Due to the serialized form and extra bookkeeping to compute child-node offset values by backtracking, it looks more complex than it is.

Benchmark timings for tree-building + particle insertion:

Random starting positions and randomly moving, 0 collisions, 20000 particles for 650 timesteps

Y-axis: seconds (initial allocations cause peaks up to 6.75 milliseconds)

X-axis: time step (up to 650th)

Crystalline pattern starting positions and no movement, 0 collisions, 20000 particles

Y-axis: seconds

X-axis: time step

Random start, random movement, 20000 particles, 10000+ collisions each timestep

Y-axis: milliseconds

X-axis: time step

Collisions: start with 15000, rapidly approach 9000 then gradually increase to 14000.

In random-collision sample with more than half of particles overlapping another particle, tree-build time increases due to increased number of internal tree nodes. On every few hundred timesteps, the build time reaches 9 milliseconds due to sub-optimal tree balance on number of particles versus tree depth. This leaves ~7.7 milliseconds headroom to compute the all-pairs collision.

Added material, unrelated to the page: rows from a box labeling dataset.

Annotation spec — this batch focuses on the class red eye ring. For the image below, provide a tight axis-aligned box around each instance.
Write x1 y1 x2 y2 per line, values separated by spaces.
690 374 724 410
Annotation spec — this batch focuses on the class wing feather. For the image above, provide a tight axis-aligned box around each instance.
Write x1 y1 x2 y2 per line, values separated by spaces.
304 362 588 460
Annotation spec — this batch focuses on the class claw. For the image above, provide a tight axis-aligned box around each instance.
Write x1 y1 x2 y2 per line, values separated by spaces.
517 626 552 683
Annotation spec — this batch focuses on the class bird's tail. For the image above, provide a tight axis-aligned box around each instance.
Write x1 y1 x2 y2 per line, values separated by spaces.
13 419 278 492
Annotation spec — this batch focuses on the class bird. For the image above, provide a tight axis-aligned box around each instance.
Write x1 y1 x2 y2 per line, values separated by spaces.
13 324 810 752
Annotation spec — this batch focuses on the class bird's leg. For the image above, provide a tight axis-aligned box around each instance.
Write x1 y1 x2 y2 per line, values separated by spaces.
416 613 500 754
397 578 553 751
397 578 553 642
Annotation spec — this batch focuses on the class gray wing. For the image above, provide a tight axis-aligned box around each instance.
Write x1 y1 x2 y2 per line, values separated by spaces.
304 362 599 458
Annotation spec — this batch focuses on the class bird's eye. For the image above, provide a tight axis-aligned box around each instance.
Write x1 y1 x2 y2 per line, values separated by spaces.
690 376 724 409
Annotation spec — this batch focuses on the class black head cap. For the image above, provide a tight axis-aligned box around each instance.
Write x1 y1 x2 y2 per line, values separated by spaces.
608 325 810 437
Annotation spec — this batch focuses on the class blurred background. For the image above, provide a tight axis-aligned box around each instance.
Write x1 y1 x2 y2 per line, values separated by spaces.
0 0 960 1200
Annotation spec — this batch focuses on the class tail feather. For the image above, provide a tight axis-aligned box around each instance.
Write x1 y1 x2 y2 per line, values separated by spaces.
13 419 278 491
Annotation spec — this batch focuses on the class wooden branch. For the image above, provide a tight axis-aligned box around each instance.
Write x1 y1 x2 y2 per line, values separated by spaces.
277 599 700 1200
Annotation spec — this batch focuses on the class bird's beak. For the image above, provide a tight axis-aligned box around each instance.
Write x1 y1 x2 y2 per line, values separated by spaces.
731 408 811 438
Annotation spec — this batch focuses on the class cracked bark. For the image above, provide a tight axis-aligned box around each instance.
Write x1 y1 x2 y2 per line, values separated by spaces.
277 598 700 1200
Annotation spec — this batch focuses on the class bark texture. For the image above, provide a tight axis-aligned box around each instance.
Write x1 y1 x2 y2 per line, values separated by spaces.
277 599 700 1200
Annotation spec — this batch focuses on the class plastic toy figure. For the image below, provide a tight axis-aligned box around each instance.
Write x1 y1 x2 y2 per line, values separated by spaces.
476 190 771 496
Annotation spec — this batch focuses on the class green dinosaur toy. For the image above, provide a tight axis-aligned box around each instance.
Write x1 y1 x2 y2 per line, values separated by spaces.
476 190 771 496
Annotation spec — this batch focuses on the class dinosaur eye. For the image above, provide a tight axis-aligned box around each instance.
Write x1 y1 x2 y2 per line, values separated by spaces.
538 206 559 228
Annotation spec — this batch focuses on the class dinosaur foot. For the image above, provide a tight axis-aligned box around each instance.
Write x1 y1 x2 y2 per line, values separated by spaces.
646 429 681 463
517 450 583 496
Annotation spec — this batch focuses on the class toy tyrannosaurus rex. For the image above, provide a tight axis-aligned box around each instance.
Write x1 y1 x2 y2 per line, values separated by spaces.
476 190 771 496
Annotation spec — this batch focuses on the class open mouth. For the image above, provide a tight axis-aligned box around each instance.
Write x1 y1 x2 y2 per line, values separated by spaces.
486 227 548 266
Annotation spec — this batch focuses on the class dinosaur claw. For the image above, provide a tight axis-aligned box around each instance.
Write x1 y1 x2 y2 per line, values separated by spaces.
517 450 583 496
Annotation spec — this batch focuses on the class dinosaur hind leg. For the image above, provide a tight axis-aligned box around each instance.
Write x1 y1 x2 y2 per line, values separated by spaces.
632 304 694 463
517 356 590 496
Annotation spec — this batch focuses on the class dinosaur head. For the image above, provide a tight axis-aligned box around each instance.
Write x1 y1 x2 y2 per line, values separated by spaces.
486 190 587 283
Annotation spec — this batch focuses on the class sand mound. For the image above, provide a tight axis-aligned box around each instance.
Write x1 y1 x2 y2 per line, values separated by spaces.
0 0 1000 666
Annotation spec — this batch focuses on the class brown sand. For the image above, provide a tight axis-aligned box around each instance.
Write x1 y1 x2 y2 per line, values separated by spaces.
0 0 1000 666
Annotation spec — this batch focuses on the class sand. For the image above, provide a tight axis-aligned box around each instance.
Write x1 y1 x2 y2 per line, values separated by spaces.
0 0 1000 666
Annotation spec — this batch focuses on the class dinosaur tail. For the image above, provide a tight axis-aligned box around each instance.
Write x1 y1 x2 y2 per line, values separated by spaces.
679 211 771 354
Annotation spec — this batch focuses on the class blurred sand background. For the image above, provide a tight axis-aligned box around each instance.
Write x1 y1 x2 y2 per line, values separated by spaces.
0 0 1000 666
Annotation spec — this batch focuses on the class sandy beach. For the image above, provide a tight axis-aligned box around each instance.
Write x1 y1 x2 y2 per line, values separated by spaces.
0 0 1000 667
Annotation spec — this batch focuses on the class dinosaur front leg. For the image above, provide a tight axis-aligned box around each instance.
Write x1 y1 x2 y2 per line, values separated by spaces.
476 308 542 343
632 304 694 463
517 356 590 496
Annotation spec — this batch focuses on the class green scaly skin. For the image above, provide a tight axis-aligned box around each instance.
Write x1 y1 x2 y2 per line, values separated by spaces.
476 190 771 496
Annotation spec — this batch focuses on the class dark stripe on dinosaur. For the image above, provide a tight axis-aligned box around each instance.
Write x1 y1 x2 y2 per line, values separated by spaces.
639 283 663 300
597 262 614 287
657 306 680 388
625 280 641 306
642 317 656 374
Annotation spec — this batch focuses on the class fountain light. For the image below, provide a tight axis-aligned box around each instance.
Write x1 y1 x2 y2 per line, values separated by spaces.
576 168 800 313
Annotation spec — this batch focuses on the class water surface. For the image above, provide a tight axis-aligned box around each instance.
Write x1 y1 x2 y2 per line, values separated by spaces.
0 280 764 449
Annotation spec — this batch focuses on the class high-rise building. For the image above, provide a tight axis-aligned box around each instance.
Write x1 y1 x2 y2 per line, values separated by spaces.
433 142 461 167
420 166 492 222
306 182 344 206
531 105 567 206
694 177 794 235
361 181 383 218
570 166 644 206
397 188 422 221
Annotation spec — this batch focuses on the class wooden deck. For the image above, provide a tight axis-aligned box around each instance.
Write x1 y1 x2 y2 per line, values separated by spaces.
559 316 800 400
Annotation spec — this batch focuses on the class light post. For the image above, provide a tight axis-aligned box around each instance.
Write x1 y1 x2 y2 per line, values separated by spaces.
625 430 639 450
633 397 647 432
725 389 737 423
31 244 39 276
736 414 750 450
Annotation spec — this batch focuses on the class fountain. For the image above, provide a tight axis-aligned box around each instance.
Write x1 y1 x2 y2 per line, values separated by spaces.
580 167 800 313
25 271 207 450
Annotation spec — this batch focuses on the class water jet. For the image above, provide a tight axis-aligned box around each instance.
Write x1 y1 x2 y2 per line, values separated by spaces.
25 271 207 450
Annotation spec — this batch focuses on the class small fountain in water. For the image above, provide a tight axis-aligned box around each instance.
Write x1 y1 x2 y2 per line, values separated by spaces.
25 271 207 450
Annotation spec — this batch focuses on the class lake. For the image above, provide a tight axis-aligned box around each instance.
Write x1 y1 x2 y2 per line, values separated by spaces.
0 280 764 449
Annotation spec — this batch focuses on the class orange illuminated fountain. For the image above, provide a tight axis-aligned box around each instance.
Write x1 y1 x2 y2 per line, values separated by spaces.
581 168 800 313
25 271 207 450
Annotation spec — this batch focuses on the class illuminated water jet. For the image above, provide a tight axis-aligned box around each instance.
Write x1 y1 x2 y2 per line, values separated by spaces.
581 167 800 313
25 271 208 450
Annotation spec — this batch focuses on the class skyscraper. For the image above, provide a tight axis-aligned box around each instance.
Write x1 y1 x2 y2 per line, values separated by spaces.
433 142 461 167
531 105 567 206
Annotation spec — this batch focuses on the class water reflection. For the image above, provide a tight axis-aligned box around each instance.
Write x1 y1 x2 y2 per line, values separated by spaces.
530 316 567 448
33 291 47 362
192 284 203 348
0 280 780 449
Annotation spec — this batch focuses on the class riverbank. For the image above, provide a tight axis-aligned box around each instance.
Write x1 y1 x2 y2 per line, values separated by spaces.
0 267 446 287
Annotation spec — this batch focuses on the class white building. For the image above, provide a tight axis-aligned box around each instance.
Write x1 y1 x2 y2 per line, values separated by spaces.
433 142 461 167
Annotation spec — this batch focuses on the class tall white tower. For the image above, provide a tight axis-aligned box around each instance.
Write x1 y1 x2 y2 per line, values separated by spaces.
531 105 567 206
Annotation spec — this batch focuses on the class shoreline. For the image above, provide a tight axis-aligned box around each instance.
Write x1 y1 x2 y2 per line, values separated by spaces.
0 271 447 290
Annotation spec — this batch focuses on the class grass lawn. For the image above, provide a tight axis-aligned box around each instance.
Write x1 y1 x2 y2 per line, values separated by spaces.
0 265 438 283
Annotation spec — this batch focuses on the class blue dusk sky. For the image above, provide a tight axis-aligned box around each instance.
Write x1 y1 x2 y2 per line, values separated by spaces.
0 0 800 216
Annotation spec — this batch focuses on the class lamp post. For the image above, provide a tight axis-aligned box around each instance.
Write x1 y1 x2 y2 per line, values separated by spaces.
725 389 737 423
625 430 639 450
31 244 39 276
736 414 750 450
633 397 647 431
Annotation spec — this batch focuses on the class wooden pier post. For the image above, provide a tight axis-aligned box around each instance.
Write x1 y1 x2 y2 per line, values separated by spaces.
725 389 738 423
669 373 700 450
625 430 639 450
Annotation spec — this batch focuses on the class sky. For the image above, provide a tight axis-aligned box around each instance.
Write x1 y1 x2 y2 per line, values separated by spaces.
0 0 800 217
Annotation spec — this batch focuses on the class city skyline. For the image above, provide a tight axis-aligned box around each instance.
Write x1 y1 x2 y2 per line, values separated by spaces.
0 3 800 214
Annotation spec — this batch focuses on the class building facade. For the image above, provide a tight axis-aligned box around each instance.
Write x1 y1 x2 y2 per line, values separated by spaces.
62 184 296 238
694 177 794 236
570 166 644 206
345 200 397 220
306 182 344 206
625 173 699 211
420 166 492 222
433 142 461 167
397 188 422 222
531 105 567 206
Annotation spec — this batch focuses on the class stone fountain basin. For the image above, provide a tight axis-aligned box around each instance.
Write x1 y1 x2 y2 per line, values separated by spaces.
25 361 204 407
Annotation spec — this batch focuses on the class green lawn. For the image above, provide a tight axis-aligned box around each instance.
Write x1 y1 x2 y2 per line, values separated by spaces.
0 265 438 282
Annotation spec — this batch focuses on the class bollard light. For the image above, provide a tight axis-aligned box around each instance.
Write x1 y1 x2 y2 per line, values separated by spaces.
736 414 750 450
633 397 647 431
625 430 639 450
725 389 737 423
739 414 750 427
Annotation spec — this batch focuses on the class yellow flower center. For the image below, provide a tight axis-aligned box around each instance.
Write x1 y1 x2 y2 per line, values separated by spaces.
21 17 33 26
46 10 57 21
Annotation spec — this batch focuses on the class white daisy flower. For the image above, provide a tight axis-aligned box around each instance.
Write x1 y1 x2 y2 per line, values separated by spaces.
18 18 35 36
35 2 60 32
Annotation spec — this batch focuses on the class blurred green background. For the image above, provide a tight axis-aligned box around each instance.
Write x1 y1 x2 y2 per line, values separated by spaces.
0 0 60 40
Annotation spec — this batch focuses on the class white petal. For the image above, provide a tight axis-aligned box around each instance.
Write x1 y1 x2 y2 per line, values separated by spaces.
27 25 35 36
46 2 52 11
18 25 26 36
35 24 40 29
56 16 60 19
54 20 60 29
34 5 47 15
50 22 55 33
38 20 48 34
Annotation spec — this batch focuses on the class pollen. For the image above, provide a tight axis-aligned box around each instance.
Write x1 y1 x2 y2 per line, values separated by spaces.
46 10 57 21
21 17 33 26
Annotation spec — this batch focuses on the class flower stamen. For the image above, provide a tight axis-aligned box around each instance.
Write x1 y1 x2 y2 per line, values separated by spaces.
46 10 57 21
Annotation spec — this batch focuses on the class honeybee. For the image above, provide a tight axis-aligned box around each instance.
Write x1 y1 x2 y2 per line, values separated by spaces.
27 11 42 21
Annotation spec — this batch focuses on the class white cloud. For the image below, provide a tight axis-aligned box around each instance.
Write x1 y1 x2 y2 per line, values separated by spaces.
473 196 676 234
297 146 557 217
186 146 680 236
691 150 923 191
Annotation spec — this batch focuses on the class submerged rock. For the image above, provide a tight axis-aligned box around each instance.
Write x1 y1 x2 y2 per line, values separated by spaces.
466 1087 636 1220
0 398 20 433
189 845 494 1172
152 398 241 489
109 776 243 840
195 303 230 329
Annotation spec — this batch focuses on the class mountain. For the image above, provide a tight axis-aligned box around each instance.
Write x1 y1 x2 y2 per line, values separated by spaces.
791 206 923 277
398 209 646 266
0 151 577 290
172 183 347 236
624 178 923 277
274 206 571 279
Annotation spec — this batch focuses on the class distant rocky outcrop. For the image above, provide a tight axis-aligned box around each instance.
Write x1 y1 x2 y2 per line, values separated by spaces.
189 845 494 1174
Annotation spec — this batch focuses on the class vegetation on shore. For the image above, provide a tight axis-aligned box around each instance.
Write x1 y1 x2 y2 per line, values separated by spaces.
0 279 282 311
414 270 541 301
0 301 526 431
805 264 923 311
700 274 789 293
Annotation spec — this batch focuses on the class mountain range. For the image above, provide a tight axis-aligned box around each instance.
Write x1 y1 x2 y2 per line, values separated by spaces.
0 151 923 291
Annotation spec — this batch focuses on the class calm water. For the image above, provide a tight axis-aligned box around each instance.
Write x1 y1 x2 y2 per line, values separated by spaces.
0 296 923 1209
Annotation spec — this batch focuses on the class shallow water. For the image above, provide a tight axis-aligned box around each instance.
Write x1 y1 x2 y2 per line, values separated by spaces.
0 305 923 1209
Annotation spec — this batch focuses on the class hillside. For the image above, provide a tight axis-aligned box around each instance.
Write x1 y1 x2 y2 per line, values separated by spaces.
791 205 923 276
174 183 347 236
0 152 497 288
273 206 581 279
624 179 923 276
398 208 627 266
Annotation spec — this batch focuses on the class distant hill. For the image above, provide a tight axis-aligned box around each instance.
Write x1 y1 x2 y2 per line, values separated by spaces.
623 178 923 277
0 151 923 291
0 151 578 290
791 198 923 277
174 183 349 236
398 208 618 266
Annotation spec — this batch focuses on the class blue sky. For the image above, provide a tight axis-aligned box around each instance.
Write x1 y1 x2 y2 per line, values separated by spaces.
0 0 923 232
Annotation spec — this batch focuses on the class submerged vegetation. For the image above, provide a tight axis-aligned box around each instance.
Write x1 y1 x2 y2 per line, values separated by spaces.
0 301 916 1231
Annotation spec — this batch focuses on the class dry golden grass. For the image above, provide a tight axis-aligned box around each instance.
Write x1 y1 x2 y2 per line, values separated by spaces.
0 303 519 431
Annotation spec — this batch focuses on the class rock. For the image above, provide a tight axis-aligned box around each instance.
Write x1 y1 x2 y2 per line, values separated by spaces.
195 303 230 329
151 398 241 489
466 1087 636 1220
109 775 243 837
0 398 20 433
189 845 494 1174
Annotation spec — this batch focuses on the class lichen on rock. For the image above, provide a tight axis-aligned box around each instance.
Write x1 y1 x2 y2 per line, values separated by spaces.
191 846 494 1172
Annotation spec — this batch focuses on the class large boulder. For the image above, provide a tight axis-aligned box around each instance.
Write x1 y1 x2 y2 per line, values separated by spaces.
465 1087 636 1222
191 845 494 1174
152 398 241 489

To keep run-time of all-pair computations low enough, the implementation limits number of particles per leaf node to 32 and computes each leaf as brute-force using implicitly vectorized code pattern (to be compatible with future processors such as Cascadelake of Intel (please see benchmark results below for AVX512 efficiency)).

All-Pairs Collision Check

Since the particle data is not stored linearly for each leaf node (it was in first challenge) but referenced to orginal particle buffer of root node, a temporary linear storage is required to let compiler vectorize the computations. First, the region of computation (up to 32 particles within each leaf node) is copied to arrays on stack, in struct-of-arrays manner (id values have their own buffer, coordinates have their own buffer). Second, the compute region is divided into smaller chunks (of 4-length each). Lastly, each chunk of 4 elements is compared against all other chunks of 4 elements (except the chunks that make duplicated work). This makes 1 chunk vs chunk comparison for only 4 particles, 2 chunk vs chunk comparisons for 8 particles, 6 chunk vs chunk comparisons for 12 particles, up to 28 chunk comparisons for 32 particles.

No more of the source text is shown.